Verstappen knallt in die wand: red bull patzt beim neuen reglement
Max Verstappen fliegt in Melbourne vor den Augen der Fans in die Bande – und schimpft aus dem Cockpit: „Das Auto hat auf der Hinterachse verdammt noch mal blockiert.“ Mit dieser Ansage beginnt für den viermaligen Weltmeister die Saison 2026 auf dem letzten Startplatz.
George russell sichert sich die pole – ohne den champion im rückspiegel
Der Mercedes-Pilot setzt sich in 1:15,234 min durch, während Verstappen nach drei Sekunden Qualifying bereits in der Box steht. Die Crash-Kamera zeigt, wie der RB22 bei 280 km/h ausbüchst, quer über die Grasnarbe rutscht und die TecPro-Wand mit voller Wucht trifft. Frontflügel und Aufhängung zerfetzen sich, die Session ist für ihn gelaufen.
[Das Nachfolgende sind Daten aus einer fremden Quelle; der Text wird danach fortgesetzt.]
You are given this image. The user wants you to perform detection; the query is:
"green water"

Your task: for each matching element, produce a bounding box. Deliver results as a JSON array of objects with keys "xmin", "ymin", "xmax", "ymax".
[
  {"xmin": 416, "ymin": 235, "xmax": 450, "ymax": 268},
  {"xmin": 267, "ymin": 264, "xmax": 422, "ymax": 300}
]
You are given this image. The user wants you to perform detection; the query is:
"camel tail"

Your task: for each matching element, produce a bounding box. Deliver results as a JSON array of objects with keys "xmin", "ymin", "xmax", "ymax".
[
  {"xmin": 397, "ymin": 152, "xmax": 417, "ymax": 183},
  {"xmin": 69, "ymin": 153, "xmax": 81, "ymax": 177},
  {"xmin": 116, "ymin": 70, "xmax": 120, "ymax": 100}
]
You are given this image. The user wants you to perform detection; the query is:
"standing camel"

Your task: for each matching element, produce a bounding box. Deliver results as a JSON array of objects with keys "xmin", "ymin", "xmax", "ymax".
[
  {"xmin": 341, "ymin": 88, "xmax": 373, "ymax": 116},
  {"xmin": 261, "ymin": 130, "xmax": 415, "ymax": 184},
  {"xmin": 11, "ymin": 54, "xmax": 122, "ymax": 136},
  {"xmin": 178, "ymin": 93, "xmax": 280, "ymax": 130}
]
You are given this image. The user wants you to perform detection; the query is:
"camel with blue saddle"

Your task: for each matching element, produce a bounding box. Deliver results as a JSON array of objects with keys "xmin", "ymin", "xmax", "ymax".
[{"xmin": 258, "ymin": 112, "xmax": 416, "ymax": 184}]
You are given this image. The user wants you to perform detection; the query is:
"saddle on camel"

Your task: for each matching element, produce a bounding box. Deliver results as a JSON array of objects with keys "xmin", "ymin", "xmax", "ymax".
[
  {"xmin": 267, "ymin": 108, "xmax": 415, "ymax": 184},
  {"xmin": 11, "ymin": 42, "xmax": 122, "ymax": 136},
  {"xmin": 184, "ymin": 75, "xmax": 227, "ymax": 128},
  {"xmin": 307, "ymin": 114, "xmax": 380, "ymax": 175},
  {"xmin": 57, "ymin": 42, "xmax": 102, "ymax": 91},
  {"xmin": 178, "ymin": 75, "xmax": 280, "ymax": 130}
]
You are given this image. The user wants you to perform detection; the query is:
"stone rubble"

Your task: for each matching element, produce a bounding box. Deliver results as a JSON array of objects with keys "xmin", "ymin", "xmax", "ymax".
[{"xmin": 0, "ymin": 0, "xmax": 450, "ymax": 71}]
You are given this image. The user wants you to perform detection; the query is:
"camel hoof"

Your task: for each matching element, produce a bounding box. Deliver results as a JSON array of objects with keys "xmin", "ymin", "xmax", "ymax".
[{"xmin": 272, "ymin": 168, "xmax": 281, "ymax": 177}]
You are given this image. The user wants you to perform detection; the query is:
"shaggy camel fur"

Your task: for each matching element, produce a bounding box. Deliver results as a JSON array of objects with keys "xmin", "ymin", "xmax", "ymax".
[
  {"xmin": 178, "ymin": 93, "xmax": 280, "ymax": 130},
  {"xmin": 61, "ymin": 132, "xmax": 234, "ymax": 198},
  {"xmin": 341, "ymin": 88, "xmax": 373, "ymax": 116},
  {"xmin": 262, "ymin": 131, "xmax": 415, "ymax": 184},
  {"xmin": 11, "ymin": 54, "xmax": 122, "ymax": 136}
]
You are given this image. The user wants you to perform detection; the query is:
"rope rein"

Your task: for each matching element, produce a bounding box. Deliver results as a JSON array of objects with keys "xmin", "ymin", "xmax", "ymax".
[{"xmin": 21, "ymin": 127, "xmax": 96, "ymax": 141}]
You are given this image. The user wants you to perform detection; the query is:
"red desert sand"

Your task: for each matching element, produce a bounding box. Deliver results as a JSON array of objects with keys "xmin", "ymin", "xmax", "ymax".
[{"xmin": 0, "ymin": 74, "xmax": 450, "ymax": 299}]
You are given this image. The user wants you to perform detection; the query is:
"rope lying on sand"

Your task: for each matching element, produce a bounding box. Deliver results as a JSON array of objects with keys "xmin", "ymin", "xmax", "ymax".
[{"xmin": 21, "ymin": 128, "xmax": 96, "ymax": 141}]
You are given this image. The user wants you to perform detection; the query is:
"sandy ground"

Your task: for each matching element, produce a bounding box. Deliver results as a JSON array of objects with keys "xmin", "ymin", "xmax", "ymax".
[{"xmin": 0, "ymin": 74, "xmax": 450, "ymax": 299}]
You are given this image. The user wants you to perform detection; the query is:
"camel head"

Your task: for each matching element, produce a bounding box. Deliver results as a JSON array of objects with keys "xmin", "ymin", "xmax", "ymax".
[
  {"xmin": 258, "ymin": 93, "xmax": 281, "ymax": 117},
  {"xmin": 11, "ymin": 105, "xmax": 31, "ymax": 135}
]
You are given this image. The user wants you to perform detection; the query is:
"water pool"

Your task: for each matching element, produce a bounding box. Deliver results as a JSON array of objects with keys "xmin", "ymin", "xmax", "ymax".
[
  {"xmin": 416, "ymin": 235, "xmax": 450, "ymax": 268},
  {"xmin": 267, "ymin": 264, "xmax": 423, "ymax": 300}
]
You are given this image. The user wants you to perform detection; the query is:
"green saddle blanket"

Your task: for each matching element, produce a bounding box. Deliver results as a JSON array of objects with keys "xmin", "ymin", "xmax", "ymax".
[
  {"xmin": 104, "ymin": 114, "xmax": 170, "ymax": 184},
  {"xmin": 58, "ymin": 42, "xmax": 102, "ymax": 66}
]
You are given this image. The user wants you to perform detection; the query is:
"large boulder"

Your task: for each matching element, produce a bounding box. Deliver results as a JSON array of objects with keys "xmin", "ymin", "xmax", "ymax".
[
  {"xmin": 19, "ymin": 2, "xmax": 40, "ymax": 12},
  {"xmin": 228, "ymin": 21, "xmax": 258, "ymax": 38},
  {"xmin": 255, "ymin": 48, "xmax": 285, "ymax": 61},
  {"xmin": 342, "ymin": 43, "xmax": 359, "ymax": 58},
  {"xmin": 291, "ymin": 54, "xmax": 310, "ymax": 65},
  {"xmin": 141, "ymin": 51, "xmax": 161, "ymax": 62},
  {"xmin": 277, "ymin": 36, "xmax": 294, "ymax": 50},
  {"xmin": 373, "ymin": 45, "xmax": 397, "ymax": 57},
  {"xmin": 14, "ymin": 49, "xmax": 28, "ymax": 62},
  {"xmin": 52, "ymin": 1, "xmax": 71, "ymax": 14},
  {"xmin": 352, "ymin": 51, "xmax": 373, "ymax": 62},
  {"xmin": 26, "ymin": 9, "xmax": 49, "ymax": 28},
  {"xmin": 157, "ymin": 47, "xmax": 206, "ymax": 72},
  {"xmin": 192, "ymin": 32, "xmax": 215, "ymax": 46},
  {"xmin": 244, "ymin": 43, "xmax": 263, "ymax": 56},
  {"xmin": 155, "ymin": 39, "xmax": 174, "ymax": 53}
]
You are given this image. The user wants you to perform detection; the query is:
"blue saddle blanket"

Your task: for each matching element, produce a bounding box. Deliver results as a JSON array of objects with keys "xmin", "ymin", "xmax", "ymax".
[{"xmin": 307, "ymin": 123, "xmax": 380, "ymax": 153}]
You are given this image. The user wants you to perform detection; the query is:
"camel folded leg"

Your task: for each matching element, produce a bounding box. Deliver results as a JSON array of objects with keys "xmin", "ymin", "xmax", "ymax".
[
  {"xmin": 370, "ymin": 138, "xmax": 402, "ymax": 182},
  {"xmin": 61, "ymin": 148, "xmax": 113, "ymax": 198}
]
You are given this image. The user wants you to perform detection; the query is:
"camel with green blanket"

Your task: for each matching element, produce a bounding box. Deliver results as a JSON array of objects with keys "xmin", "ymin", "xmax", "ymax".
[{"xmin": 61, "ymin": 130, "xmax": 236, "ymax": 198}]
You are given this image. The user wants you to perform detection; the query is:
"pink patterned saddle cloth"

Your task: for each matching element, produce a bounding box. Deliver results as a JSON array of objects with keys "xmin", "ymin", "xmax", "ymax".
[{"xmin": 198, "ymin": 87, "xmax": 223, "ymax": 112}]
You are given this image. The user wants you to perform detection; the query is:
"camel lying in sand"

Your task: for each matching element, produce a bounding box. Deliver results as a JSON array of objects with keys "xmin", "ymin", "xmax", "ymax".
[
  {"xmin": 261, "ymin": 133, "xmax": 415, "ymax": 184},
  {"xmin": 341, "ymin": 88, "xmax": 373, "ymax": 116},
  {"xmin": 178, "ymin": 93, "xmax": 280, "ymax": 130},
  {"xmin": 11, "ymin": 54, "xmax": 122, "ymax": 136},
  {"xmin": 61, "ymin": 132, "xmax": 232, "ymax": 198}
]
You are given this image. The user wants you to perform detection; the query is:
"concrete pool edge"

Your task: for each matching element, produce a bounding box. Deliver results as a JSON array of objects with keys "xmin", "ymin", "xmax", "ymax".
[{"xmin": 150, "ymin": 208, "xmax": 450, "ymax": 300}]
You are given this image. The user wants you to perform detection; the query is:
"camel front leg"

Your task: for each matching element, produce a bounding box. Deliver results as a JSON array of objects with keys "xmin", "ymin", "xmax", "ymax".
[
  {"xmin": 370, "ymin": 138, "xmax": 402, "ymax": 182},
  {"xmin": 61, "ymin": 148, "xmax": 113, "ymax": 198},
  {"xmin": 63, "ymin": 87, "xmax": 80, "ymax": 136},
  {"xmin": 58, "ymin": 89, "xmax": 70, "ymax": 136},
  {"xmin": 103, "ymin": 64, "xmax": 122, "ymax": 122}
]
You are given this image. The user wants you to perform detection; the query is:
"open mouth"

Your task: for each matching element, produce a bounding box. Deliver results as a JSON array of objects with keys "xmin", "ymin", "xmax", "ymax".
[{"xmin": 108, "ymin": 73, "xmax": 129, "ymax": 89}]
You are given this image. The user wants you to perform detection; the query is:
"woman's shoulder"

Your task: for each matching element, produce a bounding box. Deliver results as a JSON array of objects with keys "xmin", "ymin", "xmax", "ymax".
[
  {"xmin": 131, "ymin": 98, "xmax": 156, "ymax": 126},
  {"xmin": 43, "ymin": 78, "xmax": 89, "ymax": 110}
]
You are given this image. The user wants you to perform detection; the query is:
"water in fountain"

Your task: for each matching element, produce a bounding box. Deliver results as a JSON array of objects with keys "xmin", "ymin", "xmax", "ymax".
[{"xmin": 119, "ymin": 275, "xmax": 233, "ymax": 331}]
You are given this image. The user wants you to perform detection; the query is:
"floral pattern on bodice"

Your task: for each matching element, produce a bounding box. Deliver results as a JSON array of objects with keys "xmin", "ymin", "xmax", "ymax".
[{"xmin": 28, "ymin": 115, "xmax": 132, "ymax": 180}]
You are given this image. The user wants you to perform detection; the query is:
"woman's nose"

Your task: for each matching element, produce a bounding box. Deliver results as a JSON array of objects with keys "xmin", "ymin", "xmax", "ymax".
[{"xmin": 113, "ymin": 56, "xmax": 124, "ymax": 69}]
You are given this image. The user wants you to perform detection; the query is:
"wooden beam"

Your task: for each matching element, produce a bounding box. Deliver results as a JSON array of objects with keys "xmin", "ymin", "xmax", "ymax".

Red Bull müht sich um Gelassenheit. „Wir haben Daten, keine Hexenwerkerei“, sagt Motorsportchef Helmut Marko. Doch die Lage ist klar: Verstappen startet am Sonntag hinter Rookie-Teamkollege Isack Hadjar – ein Novum nach 24 Qualifying-Duellen in Folge, die der Niederländer 2025 für sich entschied.

Neue power unit, altes problem: verstappen kritisierte hybrid-boost schon vorab
Die 2026er-Regel schickt fast 50 % der Leistung durch den E-Motor. Verstappen hatte die Entwicklung als „Overengineered“ bezeichnet und befürchtet, dass Fahrer weniger Einfluss auf die Grenze zwischen Kontrolle und Chaos haben. Melbourne liefert ihm den ersten Beweis: Ein Bremsblockierer, ausgelöst durch instabile Energierückspeisung, katapultiert ihn aus der Zeitjagd.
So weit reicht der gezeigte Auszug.